Ni documentaire sur un centre de gérontologie ni documentaire compatissant sur les souffrances de la vieillesse, Maniquerville exalte le pouvoir créateur de la fiction dans le quotidien comme dans l'art. Le film s'ouvre et se clôt sur deux scènes théâtrales : dans la première, des questions sont posées à la jeune femme du train qui, silencieuse, n'y répond pas avant que l'on ne comprenne, bien plus tard, qu'il s'agit d'un questionnement intérieur. Dans la scène finale, Françoise Lebrun fait répéter un texte de Blanchot à Clara sur la disparition, comme un écho au sujet du film, écho étrange et ludique qui retentit bien après la fin de celui-ci.

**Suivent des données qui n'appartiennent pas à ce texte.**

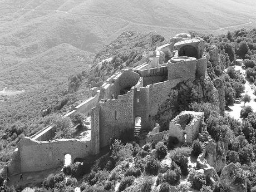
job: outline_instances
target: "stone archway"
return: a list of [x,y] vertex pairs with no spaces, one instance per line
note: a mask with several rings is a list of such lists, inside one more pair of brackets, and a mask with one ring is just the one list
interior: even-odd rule
[[179,50],[179,56],[188,56],[198,59],[198,51],[194,46],[186,45],[181,47]]

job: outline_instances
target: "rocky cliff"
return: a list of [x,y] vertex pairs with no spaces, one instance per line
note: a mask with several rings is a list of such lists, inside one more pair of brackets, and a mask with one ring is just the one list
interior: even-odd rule
[[189,104],[194,101],[220,106],[218,90],[207,75],[205,78],[182,82],[171,89],[169,98],[159,106],[155,117],[161,131],[168,130],[170,120],[180,111],[187,110]]

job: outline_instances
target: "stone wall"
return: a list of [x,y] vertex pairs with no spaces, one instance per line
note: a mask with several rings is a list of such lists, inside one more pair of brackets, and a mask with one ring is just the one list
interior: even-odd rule
[[134,86],[139,79],[140,75],[131,69],[122,70],[114,74],[101,86],[100,99],[117,99],[122,89]]
[[[63,166],[64,156],[71,155],[72,162],[76,157],[83,158],[95,152],[91,141],[76,139],[62,139],[47,141],[32,141],[23,137],[18,143],[18,151],[8,167],[8,175],[34,172]],[[14,169],[14,168],[16,168]]]
[[[179,57],[176,57],[177,60]],[[184,81],[193,80],[195,78],[196,60],[193,57],[184,58],[180,62],[174,63],[169,60],[167,65],[168,67],[168,80],[182,78]]]
[[[165,81],[135,89],[135,116],[141,117],[142,129],[151,130],[154,127],[154,117],[159,107],[168,98],[171,89],[183,81],[181,78]],[[139,102],[136,102],[138,99]]]
[[196,60],[196,68],[195,71],[196,77],[205,77],[207,61],[206,58],[200,58]]
[[203,112],[184,111],[170,122],[170,136],[176,137],[179,142],[192,144],[200,131],[204,119]]
[[109,145],[111,139],[120,137],[126,130],[133,130],[134,88],[117,99],[101,100],[100,110],[100,147]]
[[[91,109],[94,107],[98,102],[99,96],[100,92],[97,92],[96,96],[89,98],[86,101],[75,107],[75,110],[77,112],[79,111],[82,114],[85,114],[86,116],[90,116]],[[74,114],[73,114],[73,115]]]

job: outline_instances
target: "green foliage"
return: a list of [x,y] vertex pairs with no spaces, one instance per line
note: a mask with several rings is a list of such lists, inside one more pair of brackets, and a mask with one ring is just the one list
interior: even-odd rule
[[194,170],[189,173],[188,180],[192,184],[192,188],[198,190],[206,183],[204,174]]
[[253,112],[253,110],[250,106],[244,107],[240,112],[240,117],[244,119],[248,116],[249,114],[252,112]]
[[156,175],[160,167],[159,161],[151,157],[147,163],[145,170],[147,174]]
[[198,139],[193,141],[192,144],[192,150],[191,151],[191,155],[195,157],[198,157],[201,152],[202,152],[203,143]]
[[131,144],[124,145],[121,141],[115,140],[110,146],[110,157],[115,163],[125,160],[132,154],[133,146]]
[[139,176],[141,174],[141,171],[139,168],[129,168],[125,173],[125,176],[134,176],[135,178]]
[[131,176],[125,176],[121,180],[118,191],[121,192],[134,183],[134,178]]
[[74,125],[81,125],[83,123],[83,121],[84,119],[85,116],[78,111],[77,113],[76,113],[76,115],[75,115],[75,116],[73,117],[72,121],[74,124]]
[[245,94],[244,95],[241,99],[241,101],[244,102],[244,106],[245,105],[246,102],[249,102],[250,101],[250,97],[249,95]]
[[159,142],[156,145],[156,157],[163,159],[167,155],[167,147],[163,142]]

C'est la fiction qui révèle la beauté et la magie du monde. Cette fiction c'est d'abord celle de Proust dont les textes sont expliqués puis lus par Françoise Lebrun. Mais c'est aussi celle de Pierre Creton, qui dès le début de son projet, en a fait part à sa muse, Françoise Lebrun qui lui a proposé de faire des lectures dans le centre. Ensuite le choix de la fille de Françoise, Clara, pour jouer le rôle de l'animatrice a dû s'imposer tout naturellement. La jeune femme joue ainsi trois rôles : animatrice du centre, fille non déclarée de Françoise et alter ego du cinéaste. Elle fait sortir Maniquerville du strict cadre du documentaire qui, stricto sensu, doit mettre en scène des acteurs qui jouent leur propre rôle dans les conditions du direct. Mais l'ange-gardienne qui surveille le sommeil de madame Deparis n'est pas une soignante et interprète aussi un rôle.

Ainsi en dépit du cadre rigoureusement travaillé des plans fixes, le film gagne en mystère et en beauté, presque fantastique et irréelle, au fur et à mesure de son avancée. Le château mystérieux, les reflets dans les vitres, le noir et blanc intemporel, la séquence des tableaux de bateaux dans la chapelle marine en font un film parfois presque fantastique, une façon d'échapper à la mort par la puissance de l'esprit.